Tangkis Cedera dan Mental Down, Tim PKM FIKK UNM Gembleng Atlet Pencak Silat

Tangkis Cedera dan Mental Down, Tim PKM FIKK UNM Gembleng Atlet Pencak Silat

MAKASSAR, BERITA-SULSEL.COM — Pembinaan atlet pencak silat profesional tidak lagi sebatas mengasah teknik serangan atau ketahanan fisik semata. Sebaliknya, kesiapan mental dan pencegahan risiko cedera kini menjadi pilar utama untuk mengunci prestasi di gelanggang pertandingan.

Menyadari krusialnya hal tersebut, Tim Pengabdian kepada Masyarakat (PKM) Fakultas Ilmu Keolahragaan dan Kesehatan Universitas Negeri Makassar (FIKK UNM) turun tangan menggelar pembekalan khusus. Mereka merangkul sebanyak 20 atlet BKMF Pencak Silat UNM dalam program pemberdayaan berbasis kesehatan dan psikologi.

Kegiatan strategis bertajuk “Pemberdayaan Atlet Pencak Silat melalui Edukasi Pencegahan Cedera dan Pelatihan Keterampilan Psikologis” ini berlangsung di Kampus FIKK UNM, Rabu (26/8/2026). Program ini terlaksana berkat dukungan Dana Hibah PNBP Tahun Anggaran 2026 FIKK UNM.

Ketua Tim PKM, Dr. Fahrizal, M.Pd., menegaskan bahwa performa puncak seorang atlet berakar dari keseimbangan fisik dan pikiran. Oleh karena itu, pendekatan holistik menjadi kebutuhan mendesak bagi para pesilat.

“Prestasi atlet tidak hanya ditentukan oleh kemampuan teknik dan kondisi fisik, tetapi juga oleh kemampuan menjaga kesehatan dan mengelola aspek psikologis,” ujar Fahrizal di sela-sela kegiatan.
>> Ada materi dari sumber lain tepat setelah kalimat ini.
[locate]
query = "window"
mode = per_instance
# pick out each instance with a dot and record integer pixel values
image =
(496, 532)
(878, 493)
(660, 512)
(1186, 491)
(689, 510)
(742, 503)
Selama sesi edukasi, para pesilat mendalami berbagai faktor risiko cedera serta langkah preventif sebelum berlaga. Selain itu, pemateri menekankan pentingnya persiapan fisik secara disiplin guna menekan potensi cedera saat latihan intensif maupun pertandingan resmi.

Tidak hanya fokus pada fisik, tim pakar juga membedahi keterampilan psikologis para atlet. Mereka melatih peserta cara mengolah emosi, meningkatkan konsentrasi, meredam kecemasan, serta memompa kepercayaan diri saat berada di bawah tekanan lawan.

Proses pelatihan ini berjalan dinamis dan interaktif melalui kombinasi pemaparan materi, diskusi kelompok, simulasi praktik, hingga sesi refleksi.

Guna menghadirkan pembinaan yang komprehensif, Dr. Fahrizal memimpin program ini bersama pakar lintas disiplin. Mereka adalah Dino Rizadman Rahia, S.Psi., M.Psi., Psikolog dari ranah psikologi, serta Khaerani Kamil, S.Tr.Kes., M.Biomed., dari sektor kesehatan olahraga.

Pada akhir kegiatan, Tim PKM FIKK UNM menyampaikan apresiasi setinggi-tingginya kepada Lembaga Penelitian dan Pengabdian kepada Masyarakat (LP2M) UNM serta pimpinan FIKK UNM atas kelancaran acara. Ucapan terima kasih juga mengalir kepada pengurus BKMF Pencak Silat UNM yang memfasilitasi para atletnya.

Melalui keberlanjutan program ini, para atlet diharapkan mampu menerapkan ilmu pencegahan cedera dan kontrol mental secara mandiri. Dengan demikian, mereka makin siap menghadapi kejuaraan mendatang dan siap menyumbang medali emas bagi almamater.